As we made our way to the third circle, we started to feel hungry. We happened to pass by a wonderful little restaurant called the Garlogie Inn, right on the B9125 and right outside a village called, er, Garlogie. It was a delightful little establishment. I had the most delectable macaroni and cheese ever with some “loaded” potato skins stuffed with a vegetarian chili.

Following lunch, we made our way to Cullerlie Stone Circle (just right south of Garlogie), and it was fine, I guess. It was a smaller stone circle, and it wasn’t a recumbent circle because all eight stones were standing vertically. This site was used mainly for cremated burials.

It wasn’t as impressive a circle because it was so manicured, all the stones surrounded by small pebbles that might be used for a path through some royal garden. In fact, at first we thought it looked so manicured that we though they might’ve laid down concrete beneath the small pebbles. They didn’t, but the small pebbles and the fact that it was right next to a farm with a whole bunch of modern day machinery rather ruined the experience.

Lastly we made our way to Tyrebagger Stone Circle, another recumbent stone circle. This one was somewhat fun to seek out, because it’s accessible by only some tiny, single-lane, gravel country roads. Unexpectedly, it’s located practically right next to Aberdeen airport, however, and you have to walk about 500 feet through a field used for bailing hay to get there. It was really quite incredible, though, that someone bails hay next to this thousands-of-years-old, pagan, stone circle.

All in all, it was quite a wonderful day seeking out these circles. They’re really quite amazing sites, and I feel such an inexplicable connection to these spiritual places. It’s really quite remarkable.

We eventually made our way back to Aberdeen for one final night. My mother and I went to a nearby pub called the Kittybrewster Bar. We asked a local for a suggestion for what kind and how to drink a proper Scotch whiskey. They suggested a Dalmore single malt whiskey with no ice, so that’s what we had!

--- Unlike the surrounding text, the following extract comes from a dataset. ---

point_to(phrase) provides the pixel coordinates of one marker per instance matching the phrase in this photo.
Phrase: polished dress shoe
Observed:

I’m not much of a whiskey drinker, but this was a quite smooth whiskey, very easy to drink, and it warmed the body and soul through and through.

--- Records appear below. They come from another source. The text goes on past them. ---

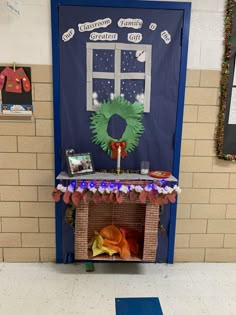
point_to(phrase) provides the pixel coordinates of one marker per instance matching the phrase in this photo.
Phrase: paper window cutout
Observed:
(103, 88)
(133, 90)
(112, 80)
(130, 61)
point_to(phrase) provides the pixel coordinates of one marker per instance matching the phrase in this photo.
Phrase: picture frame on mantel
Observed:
(79, 164)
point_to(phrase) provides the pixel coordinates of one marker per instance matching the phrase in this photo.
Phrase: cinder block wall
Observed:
(27, 215)
(206, 224)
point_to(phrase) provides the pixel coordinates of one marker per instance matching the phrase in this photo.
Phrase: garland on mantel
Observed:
(224, 83)
(85, 192)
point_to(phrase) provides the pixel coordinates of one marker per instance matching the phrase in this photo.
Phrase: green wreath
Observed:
(132, 113)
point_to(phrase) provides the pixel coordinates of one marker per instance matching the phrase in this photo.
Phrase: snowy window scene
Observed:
(115, 69)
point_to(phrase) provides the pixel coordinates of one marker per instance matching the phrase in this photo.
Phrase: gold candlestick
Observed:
(118, 161)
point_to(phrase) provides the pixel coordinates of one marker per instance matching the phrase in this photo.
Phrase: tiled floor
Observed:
(183, 289)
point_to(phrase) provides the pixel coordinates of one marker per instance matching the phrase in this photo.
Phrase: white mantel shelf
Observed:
(113, 176)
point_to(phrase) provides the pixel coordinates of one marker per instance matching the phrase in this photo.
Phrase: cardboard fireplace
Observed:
(139, 217)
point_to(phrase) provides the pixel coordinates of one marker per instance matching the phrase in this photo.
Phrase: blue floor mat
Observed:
(138, 306)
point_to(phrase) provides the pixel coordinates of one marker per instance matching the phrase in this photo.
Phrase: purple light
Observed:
(83, 184)
(73, 183)
(163, 182)
(92, 184)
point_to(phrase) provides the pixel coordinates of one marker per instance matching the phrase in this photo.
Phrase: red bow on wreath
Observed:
(114, 148)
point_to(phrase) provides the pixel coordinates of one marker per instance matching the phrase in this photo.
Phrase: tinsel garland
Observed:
(84, 192)
(224, 83)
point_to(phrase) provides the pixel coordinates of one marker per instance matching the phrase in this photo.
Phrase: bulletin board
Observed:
(125, 52)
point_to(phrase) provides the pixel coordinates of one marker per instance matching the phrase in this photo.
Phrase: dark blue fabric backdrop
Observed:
(156, 143)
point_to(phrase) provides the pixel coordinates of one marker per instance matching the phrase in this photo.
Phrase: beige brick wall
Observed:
(27, 215)
(206, 214)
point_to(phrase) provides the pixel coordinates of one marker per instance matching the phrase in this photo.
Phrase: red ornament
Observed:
(114, 145)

(We may have had more than one whiskey, and I may have had a Tennant’s lager or two.)

Stray Observations:

1. I kept forgetting to write about this one. When we were in Crieff, Mrs. Marion Lewis’s husband (who is from northern England, judging by his accent), admitted to having a hard time understanding Glaswegians. So far, I must admit, that their accent has been the most difficult to understand as well.

2. It’s been happening a lot where the locals will apologize for the weather, and I keep telling them to stop, because I think the grey, rainy, 17-degree days are fantastic. A man at the Kittybrewster Bar, however, told us that it’s actually been rainier than normal. Even still, I think the weather’s been glorious!

3. There is a beer over here that I’ve had repeatedly since the first or second night: Tennant’s lager, and it’s brewed right in Glasgow. It’s a fantastic and simple lager with no frills, and I’m going to miss it dearly!

4. While at Garlogie Inn, we got to witness a table of perhaps 10 people, a multigenerational family enjoying a Sunday meal. And, boy, were they a jolly bunch! Afterward an older lady from the table came over and apologized for the noise, but we told them not to apologize and that it was so wonderful to see such a happy family celebrating life together. We then talked about a certain idiot U.S. president and commiserated together over how such an unlikely and scary and ridiculous and horrible man actually happened. We also explained that we find this idiot to be a real embarrassment.

5. The Scottish continue to be so, so friendly. The men at Kittybrewster that we talked to were so, so lovely. We talked about various places in the states that they’ve been to, they were so accommodating when we asked them for suggestions about what whiskey to have, and two separate people actually purchased our drinks for us! Such charming people!